Not Sure If Your SSH Key Pair Is Actually Correct? Check This First
When SSH connections fail, it’s common to immediately suspect server settings or permissions. In practice, however, many issues stem from a much simpler cause:
The private key and public key are not actually a matching pair.
This article explains how to use ssh-keygen -lf to quickly verify SSH key pair integrity.
Why Key Pair Verification Matters
Matching filenames like id_rsa and id_rsa.pub do not guarantee that the keys belong together.
Common real-world causes include:
- Copying the wrong key file
- Regenerating keys but keeping an old public key
- Mixing files via scp / rsync / Git
- Moving directories and breaking key associations
Keys may look correct while being cryptographically unrelated.

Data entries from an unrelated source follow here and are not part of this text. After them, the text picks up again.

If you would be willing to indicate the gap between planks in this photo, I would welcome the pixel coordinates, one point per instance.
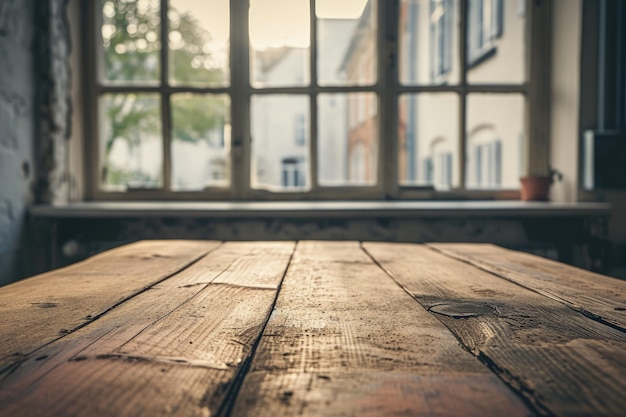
(559, 361)
(595, 296)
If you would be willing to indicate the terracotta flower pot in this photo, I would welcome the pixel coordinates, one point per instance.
(535, 188)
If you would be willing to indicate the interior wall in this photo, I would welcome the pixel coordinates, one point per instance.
(35, 123)
(17, 104)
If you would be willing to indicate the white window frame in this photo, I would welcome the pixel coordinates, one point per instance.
(388, 90)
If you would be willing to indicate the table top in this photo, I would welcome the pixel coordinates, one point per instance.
(203, 328)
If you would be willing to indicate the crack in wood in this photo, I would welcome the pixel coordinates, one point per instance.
(171, 360)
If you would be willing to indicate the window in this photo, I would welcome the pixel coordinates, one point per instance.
(292, 172)
(228, 99)
(485, 24)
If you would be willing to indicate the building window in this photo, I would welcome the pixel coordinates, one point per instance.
(188, 105)
(293, 174)
(485, 24)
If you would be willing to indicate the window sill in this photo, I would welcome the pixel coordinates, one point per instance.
(321, 209)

Why ssh-keygen -lf Works So Well
The ssh-keygen -lf command outputs a fingerprint derived from a key.
Key point:
- A valid key pair
- Produces the same fingerprint
- From both the private key and the public key
If the fingerprints match, the key pair itself is guaranteed to be correct.
How to Check
ssh-keygen -lf id_rsa
ssh-keygen -lf id_rsa.pubCompare the SHA256 fingerprint shown in the output.
Interpreting the Result
Fingerprints match
- The key pair is valid
- The SSH issue lies elsewhere
Fingerprints do not match
- The keys are not a pair
- Regenerate or locate the correct matching key
This single step eliminates a large portion of guesswork.
What to Check Next
After confirming the key pair:
- Verify the authorized_keys location
- Confirm the correct SSH user
- Check permissions on .ssh and authorized_keys
- Review sshd_config
Troubleshooting becomes systematic and predictable.
Conclusion
SSH troubleshooting is about elimination, not assumption.
Fingerprint comparison with ssh-keygen -lf is one of the fastest and most reliable ways to validate SSH key integrity before diving into configuration details.